Helle, moderne Wohnungen in einem fünfgeschossigen Industriegebäude mit einer markanten Backsteinfassade. Dafür eigne sich die ehemalige Schuhfabrik Emil Pfeiffer am Neuenhaus 27a mit ihrem rund 6300 Quadratmeter großen Grundstück hervorragend, berichtete Baierl. Davon sei er überzeugt. Die Renaissance AG, die auf die Sanierung von historischen Gebäuden spezialisiert sei, habe die 1926 gebaute Fabrik im vergangenen Sommer gekauft, um dort voraussichtlich rund 40 Wohnungen zu errichten. Auf einer Gebäudefläche von fast 7000 Quadratmetern sollen familienfreundliche Wohnungen ab einer Größe von 100 Quadratmeter entstehen. Baubeginn könnte im Januar 2022 sein. „Aufgrund der Corona-Pandemie und des Bauantrag-Prozederes kann man den genauen Termin noch nicht genau abschätzen“, erklärte Baierl.
„Hier lässt sich alles umsetzen. Unsere Architekten, die mit der Thematik Fabrikgebäude sehr erfahren sind, freuen sich über Etagen mit so großen Grundflächen, die ohne Säulen oder andere stützende Elemente auskommen. Was mich aber besonders beeindruckt hat ist der seltene Umstand, dass der originale Fensterbestand in großem Umfang erhalten geblieben ist. Das gibt dem Gebäude etwas ganz Besonderes. Die vorhandene Unterkellerung des Gebäudes bietet sich zudem als Tiefgarage an, eine Einfahrt ist bereits da. Aufzüge sind ebenfalls vorhanden, weitere lassen sich problemlos integrieren.

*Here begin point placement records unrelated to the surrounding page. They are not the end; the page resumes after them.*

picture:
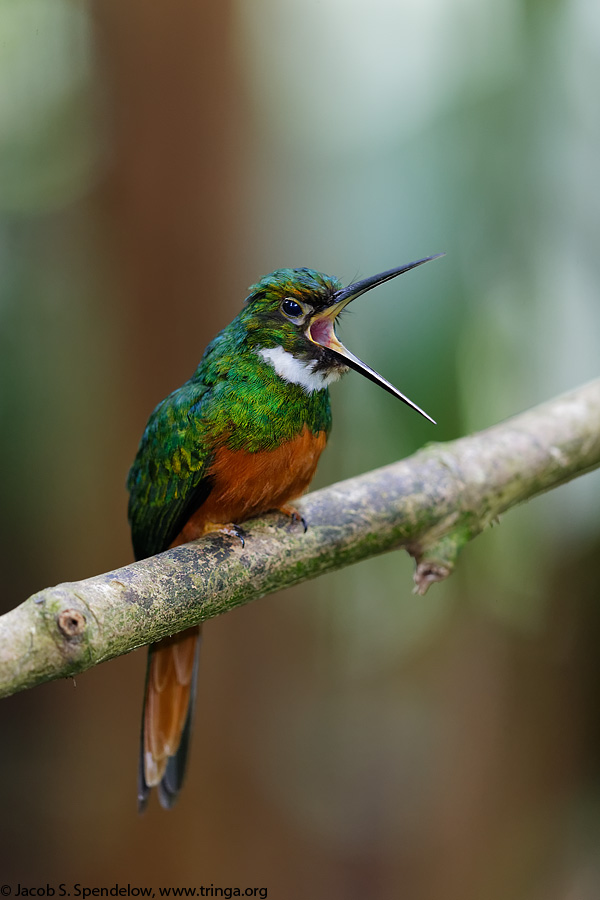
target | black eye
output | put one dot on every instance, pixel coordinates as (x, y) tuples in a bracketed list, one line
[(291, 308)]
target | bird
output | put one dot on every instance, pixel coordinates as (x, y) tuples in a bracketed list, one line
[(241, 437)]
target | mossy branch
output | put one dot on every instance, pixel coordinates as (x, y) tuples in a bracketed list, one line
[(431, 504)]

Zudem ist dieser Erweiterungsbau der ursprünglichen Fabrik aus dem Jahr 1926 mit seinem Bauhaus-Ambiente ein über die Stadtgrenzen hinaus bekanntes und wichtiges industriegeschichtliches Zeugnis für die seinerzeit so bedeutende Schuhindustrie der Stadt“, berichtete Baierl.
Die zukünftigen Bewohner hätten ferner eine gute Anbindung an die Schnellstraße B51, die Wermelskirchen mit Burscheid verbindet und auch an die Autobahn 1. Ein altes, wunderschönes Industriegebäude, das an einem Rad- und Wanderweg liege, werde mit modernem Komfort im Inneren ausgestattet und das Flair der 1920er Jahre ausstrahlen, schwärmte der Vorstand.
Der Industriebau wurde nach Entwürfen des im Jahr 1882 in Schwäbisch Hall geborenen Architekten Heinz Groh aus dem Spezialbüro für modernen Industriebau C.T. Steinert
aus Frankfurt am Main konzipiert. So befanden sich im Kellergeschoss Lagerräume, in den darüber liegenden die Produktion. Nämlich im Erdgeschoss die Stanzerei, Zwickerei und der Zusammenstellraum, im ersten Stockwerk die Fertigmacherei, Kontrolle sowie die Boden- und Absatzbefestigung, im zweiten Stockwerk das Schäfte-Lager und die Stepperei und im Dachgeschoss das Zuschnittlager, die Hand- und Maschinen-Zuschneiderei sowie die Zuschnitt-Schablonen. Charakteristisch für den Fabrikbau sind die großzügigen Produktionsräume sowie die beiden Treppenhäuser. Baierl weiter: „Man darf nicht unterschätzen, dass die Geschichte des Schuhs und der industriellen Schuhproduktion ein Kapitel der Menschheitsgeschichte darstellt. Aufgrund der Ansiedlung solcher Produktionsstätten in der zweiten Hälfte des 19. Jahrhunderts sanken die Preise für gute Schuhe. Somit wurde qualitativ gutes Schuhwerk für die Masse der Bevölkerung erst erschwinglich.“
Stilistisch sei der Bau der so genannten gemäßigten Moderne zuzuordnen. Die starke Horizontalität des Gebäudes werde durch die sofort ins Auge fallenden, horizontalen Fensterbänder erzeugt. Die funktional-sachliche Architektur sei außen mit einer roten Backsteinfassade verkleidet, aus ihr blicken die zeittypischen Holzsprossenfenster heraus. Ein Vergleich mit dem berühmten Beispiel für modernen Industriebau von Walter Gropius, das Fagus-Werk, dränge sich dem Betrachter auf. Das Werk, eine Schuhleistenfabrik in Alfeld aus dem Jahr 1911 in moderner Skelettbauweise, sei heute Denkmal und Weltkulturerbe.